The ethical questions that haunt facial-recognition research

In 2019, Berlin-based artist Adam Harvey created a website called MegaPixels[3] that flagged these and other data sets. He and another Berlin-based technologist and programmer, Jules LaPlace, showed that many had been shared openly and used to evaluate and improve commercial surveillance products. Some were cited, for instance, by companies that worked on military projects in China. “I wanted to uncover the uncomfortable truth that many of the photos people posted online have an afterlife as training data,” Harvey says. In total, he says he has charted 29 data sets, used in around 900 research projects. Researchers often use public Flickr images that were uploaded under copyright licences that allow liberal reuse.

After The Financial Times published an article on Harvey’s work[4] in 2019, Microsoft and several universities took their data sets down. Most said at the time — and reiterated to Nature this month — that their projects had been completed or that researchers had requested that the data set be removed. Computer scientist Carlo Tomasi at Duke University was the sole researcher to apologize for a mistake. In a statement[5] two months after the data set had been taken down, he said he had got institutional review board (IRB) approval for his recordings — which his team made to analyse the motion of objects in video, not for facial recognition. But the IRB guidance said he shouldn’t have recorded outdoors and shouldn’t have made the data available without password protection. Tomasi told Nature that he did make efforts to alert students by putting up posters to describe the project.

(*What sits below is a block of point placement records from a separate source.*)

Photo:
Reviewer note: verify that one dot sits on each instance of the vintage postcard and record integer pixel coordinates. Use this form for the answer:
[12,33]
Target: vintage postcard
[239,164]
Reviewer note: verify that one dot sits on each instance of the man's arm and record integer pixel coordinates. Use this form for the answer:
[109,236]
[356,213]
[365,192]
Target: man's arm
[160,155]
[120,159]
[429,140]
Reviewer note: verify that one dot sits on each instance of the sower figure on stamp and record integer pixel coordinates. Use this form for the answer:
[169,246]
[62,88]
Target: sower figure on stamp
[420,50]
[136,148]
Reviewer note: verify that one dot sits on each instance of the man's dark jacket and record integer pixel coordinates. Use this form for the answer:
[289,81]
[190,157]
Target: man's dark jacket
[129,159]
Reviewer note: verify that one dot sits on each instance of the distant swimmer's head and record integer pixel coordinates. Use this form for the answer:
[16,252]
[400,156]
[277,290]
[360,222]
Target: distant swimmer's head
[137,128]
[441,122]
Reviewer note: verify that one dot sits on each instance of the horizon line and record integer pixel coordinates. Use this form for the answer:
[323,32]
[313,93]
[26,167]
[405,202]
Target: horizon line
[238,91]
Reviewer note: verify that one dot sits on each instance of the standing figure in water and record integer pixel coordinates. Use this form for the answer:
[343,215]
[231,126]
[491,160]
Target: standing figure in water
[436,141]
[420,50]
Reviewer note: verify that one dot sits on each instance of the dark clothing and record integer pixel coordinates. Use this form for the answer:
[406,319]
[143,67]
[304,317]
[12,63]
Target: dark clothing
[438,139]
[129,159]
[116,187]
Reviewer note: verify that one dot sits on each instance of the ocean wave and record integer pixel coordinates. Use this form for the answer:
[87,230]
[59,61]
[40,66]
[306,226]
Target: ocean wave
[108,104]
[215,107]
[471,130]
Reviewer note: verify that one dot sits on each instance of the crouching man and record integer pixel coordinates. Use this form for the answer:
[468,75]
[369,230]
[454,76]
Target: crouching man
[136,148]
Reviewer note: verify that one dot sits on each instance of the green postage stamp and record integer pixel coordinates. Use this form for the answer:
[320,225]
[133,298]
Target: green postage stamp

The removal of the data sets seems to have dampened their usage a little, Harvey says. But big online image collections such as MSCeleb are still distributed among researchers, who continue to cite them, and in some cases have re-uploaded them or data sets derived from them. Scientists sometimes stipulate that data sets should be used only for non-commercial research — but once they have been widely shared, it is impossible to stop companies from obtaining and using them.